A Boy, His Brain, and a Decades-Long Medical Controversy
In 2014, a story about one of Frankovich’s patients made the pages of a local newspaper. Other doctors had diagnosed the little girl with bipolar disorder, but the Stanford team treated her for PANS, and she’d made a dramatic recovery. The article, Frankovich says, marked “a very low point in my career and life.” It brought on a renewed wave of criticism, which was bad enough. Even worse, Frankovich says, it gave hope to vastly more patients and families than she and her colleagues would ever be able to treat. “We got absolutely crushed with phone calls and emails and people just showing up,” she recalls. “It was a nightmare.” But the article was also a turning point: Frankovich soon got an offer of support from the hospital’s chief operational officer. She requested a clinic room and a half-time coordinator.
As the calls and emails kept coming, Frankovich’s team would sift through thousands of medical records, looking for patients with the clearest-cut cases of PANS. She estimates they were able to treat one in 10 patients who applied, if that. They met families who had sold their cars and refinanced their homes to pay for their children’s medical care. Many said, like Rita, that Frankovich’s clinic was the first place they felt hope.
Doctors have been proving other doctors wrong for millennia. Established credo has been overturned many times, only to be replaced with new information and new beliefs about science and medicine. In the 19th century, perhaps one in five British men who were admitted to a mental hospital suffered what was then called general paresis of the insane, a crippling condition that ended in delusions of grandeur, paralysis, and death. As the poet Kelley Swain writes in The Lancet, the Victorians considered it “a disease of dissolution and disrepute,” more moral than biological. We have a different name for the disease now, neurosyphilis, and a treatment, penicillin. But in the decades it took for medical science to cross that threshold, people were left to suffer in shame without proper treatment.
Many PANS patients and their families feel stuck on the wrong side of the threshold. “The system is not there for them in the same way it is for other illnesses,” Frankovich says. She points out that a child undergoing treatment for a brain tumor gets access to a specialized ward and a team of medical professionals and social workers. “But when a kid comes in with a mental health deterioration and their brain MRI is normal,” she says, the support network “walks away from them.” The families become so desperate for treatment, Frankovich adds, that “they can appear very dysfunctional and disorganized, and they can be very aggressive with trying to get their child help.” (Several PANDAS skeptics declined to be interviewed for this story, saying they feared online harassment.)
Jonathan Mink, a pediatric neurologist at the University of Rochester Medical Center, attributes the heightened emotions to a mismatch between what families want—an answer, a treatment—and what medical science is equipped to provide: “Some people come up to me and say, ‘I know you’re not a believer in PANDAS, and I say, ‘It’s not about believing in PANDAS. I believe in the data, and right now the data on PANS and PANDAS is inconclusive.’ ” He adds, “The underlying hypothesis is reasonable, but the data is very mixed. So how do we approach things when we physicians are uncertain?”

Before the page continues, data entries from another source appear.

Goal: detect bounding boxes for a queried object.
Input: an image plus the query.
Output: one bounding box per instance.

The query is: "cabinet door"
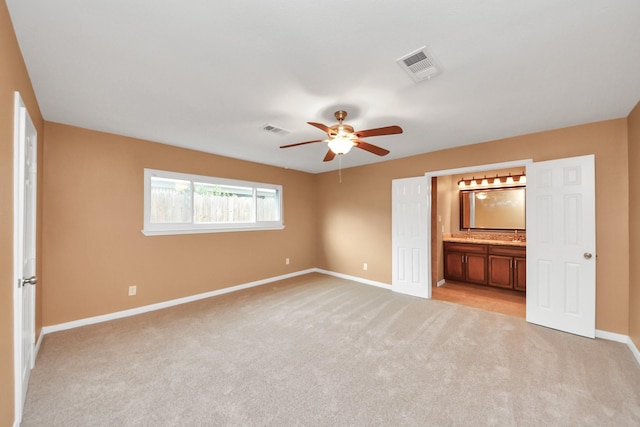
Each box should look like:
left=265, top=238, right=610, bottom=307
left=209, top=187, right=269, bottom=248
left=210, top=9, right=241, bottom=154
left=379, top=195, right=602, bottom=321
left=444, top=251, right=465, bottom=282
left=488, top=255, right=513, bottom=289
left=513, top=257, right=527, bottom=291
left=466, top=253, right=488, bottom=285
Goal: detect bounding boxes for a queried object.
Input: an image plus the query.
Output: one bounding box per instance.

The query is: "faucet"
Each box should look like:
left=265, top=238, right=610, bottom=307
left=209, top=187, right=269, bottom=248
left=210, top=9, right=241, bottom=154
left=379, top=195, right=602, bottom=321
left=467, top=228, right=472, bottom=239
left=513, top=230, right=519, bottom=242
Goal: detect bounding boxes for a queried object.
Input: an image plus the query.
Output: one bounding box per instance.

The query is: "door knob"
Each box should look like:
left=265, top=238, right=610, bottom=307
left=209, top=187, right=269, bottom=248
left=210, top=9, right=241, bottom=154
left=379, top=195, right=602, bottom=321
left=583, top=253, right=593, bottom=260
left=21, top=276, right=37, bottom=286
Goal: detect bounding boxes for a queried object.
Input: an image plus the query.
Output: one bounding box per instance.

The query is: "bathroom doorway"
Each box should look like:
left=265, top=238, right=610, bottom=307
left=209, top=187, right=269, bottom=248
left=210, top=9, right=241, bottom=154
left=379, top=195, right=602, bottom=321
left=429, top=163, right=528, bottom=318
left=393, top=155, right=595, bottom=336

Stanford Shulman, the early PANDAS critic, also stressed the need for better data. “Should all older adults take an aspirin once a day? Because that was dogma for a long, long time,” he says. “But then studies came along in the New England Journal of Medicine, very large studies demonstrating no benefit and potential side effects, so we do have to change our mind.” He adds, “If we’re proven wrong, and really proven wrong, then we have to change our opinions, and that’s true for all medicine.”
For the past several years, Frankovich has been trying to raise money and recruit patients for a comprehensive, long-term study of PANS, which would follow 600 children for as long as 12 years. “We need proper funds to provide the kind of robust evidence that could end the controversy,” she says. “My colleagues have applied for NIH grants to study PANS and PANDAS, and despite their proven accomplishments they failed to get government funding. So how do we provide the evidence that this is real?”